Blog Engineering
Taming Stepper Motor Resonance with TMC2209s
Somewhere around 400 mm/min, the shoulder joint of my robotic arm started singing. Not a rattle, not a grind — a clear, sustained tone, like someone bowing a string. This is stepper resonance, and if you build motion systems you will meet it eventually. Here’s what it is and the three layers of fixes that finally silenced it.
What resonance actually is
A stepper motor is a spring-mass system: the rotor is magnetically “sprung” toward each step position. Every discrete step excites that spring. When the step frequency approaches the system’s natural frequency, oscillations stack up instead of cancelling — the rotor overshoots, rings, and in bad cases loses steps entirely.

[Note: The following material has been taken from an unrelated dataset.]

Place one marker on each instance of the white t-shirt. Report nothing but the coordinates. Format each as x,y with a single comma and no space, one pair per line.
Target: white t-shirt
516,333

The natural frequency depends on rotor inertia and magnetic stiffness, which means it changes with load. My arm resonated at different speeds depending on its pose. Delightful.
Layer 1: microstepping
Full steps are hammer blows; microsteps are taps. Switching the TMC2209 from 8 to 64 microsteps spreads each step’s energy across smaller impulses:
driver.microsteps(64); // finer excitation, smoother torque ripple
driver.intpol(true); // interpolate to 256 µsteps internally
The intpol flag is the underrated one — the driver interpolates everything to 256 microsteps internally, so even coarse step pulses from the MCU produce smooth current waveforms.
Layer 2: StealthChop vs SpreadCycle
TMC drivers have two commutation modes. SpreadCycle is a fast hysteresis chopper — great torque at speed, but its current ripple can excite resonance. StealthChop is voltage-based and nearly silent at low speeds:
driver.en_spreadCycle(false); // StealthChop below the threshold…
driver.TPWMTHRS(0x1F4); // …SpreadCycle above it
The crossover threshold matters. I set it just above the resonant band, so the motor glides through the danger zone in StealthChop and only switches to SpreadCycle where the extra torque is actually needed.
Layer 3: don’t dwell where it hurts
The firmware fix is the most robust one: shape the velocity profile so the motor never cruises inside the resonant band. My trapezoidal planner now treats 380–450 mm/min as a transit-only zone — it accelerates through it but refuses to hold a constant speed there.
// Resonant band [vMin, vMax]: never emit a cruise segment inside it.
if (cruise > kResBandMin && cruise < kResBandMax) {
cruise = kResBandMax; // push the plateau above the band
}
Results
| Configuration | Audible ring | Position error (avg) |
|---|---|---|
| 8 µsteps, SpreadCycle | severe | 0.42 mm |
| 64 µsteps, StealthChop | mild | 0.11 mm |
| + band-avoiding planner | none | 0.06 mm |
Three layers, each attacking a different part of the physics: smaller impulses, smoother current, and simply refusing to feed the oscillator. The arm is now quieter than its cooling fan — and repeatability improved 7× as a side effect.